濱上:ややもするとビジネス企画やマーケティングに時間をかけて、現場に行く時間を惜しんでしまいます。そうではなく、現地で対話し、感じることが大切なんですね。
村上:大企業は、大きなところから入ってしまう可能性があります。そうすると情報は入ってこない。伝達ゲームの二次情報になってしまう可能性があります。現場には何倍もの情報量があり現場はとても面白いです。
地域課題は成長とセットでは解決しない
濱上:中山間地域での課題に向き合っていてどのように感じておられますか?
村上:過疎地での課題に向き合っていますが、成長とセットで解決しようとは思いません。人口を増やそうとか、成長市場でないとダメという観点では過疎地の山奥の課題は解決できません。5年10年先はどうなるかを考えてみると、終末期のケアをしているように感じるときもありますが、いかに今を幸せに暮らしていけるかを考えています。
現場を大切にしながら余裕のある大きな視点で社会を見てほしい
濱上:今回の事業では当社は技術支援をさせていただいています。
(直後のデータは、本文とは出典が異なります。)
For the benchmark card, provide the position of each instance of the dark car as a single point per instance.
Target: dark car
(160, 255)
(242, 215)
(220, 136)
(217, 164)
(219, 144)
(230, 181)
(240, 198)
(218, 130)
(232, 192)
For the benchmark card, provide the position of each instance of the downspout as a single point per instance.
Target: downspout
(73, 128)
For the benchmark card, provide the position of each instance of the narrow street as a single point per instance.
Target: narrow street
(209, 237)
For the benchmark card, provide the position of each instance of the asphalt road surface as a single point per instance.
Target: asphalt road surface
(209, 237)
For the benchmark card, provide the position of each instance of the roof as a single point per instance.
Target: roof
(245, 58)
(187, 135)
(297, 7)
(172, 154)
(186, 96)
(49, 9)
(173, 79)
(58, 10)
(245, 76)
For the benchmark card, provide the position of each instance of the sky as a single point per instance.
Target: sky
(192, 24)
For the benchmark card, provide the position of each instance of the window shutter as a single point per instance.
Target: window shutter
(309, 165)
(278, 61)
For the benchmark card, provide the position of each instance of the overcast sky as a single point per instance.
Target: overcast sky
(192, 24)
富士通Japanに期待することはどの様なことでしょうか?
村上:富士通さんには、テクノロジーの支援では本当にお世話になっています。それと並行して、現場を大切にしながら、企業の責任として余裕のある大きな視点で社会を見てほしいと思います。富士通さんの技術的なサポートを受けながら。現場を知っている私達が動く、この形には希望を感じます。
濱上:徳島支社でも若いメンバーが支援させていただいております。
村上:とても積極的に提言いただいたりアドバイスをしてもらっています。新しい技術の話や世の中の動向などを教えてもらえるし、こちらも刺激を受けています。自分自身が成長している感覚ですし、一緒にやっている感があります。これからも引き続き、よろしくお願いいたします。
濱上:こちらこそ、よろしくお願いいたします。前回に引き続き、対話の時間をいただき、ありがとうございました。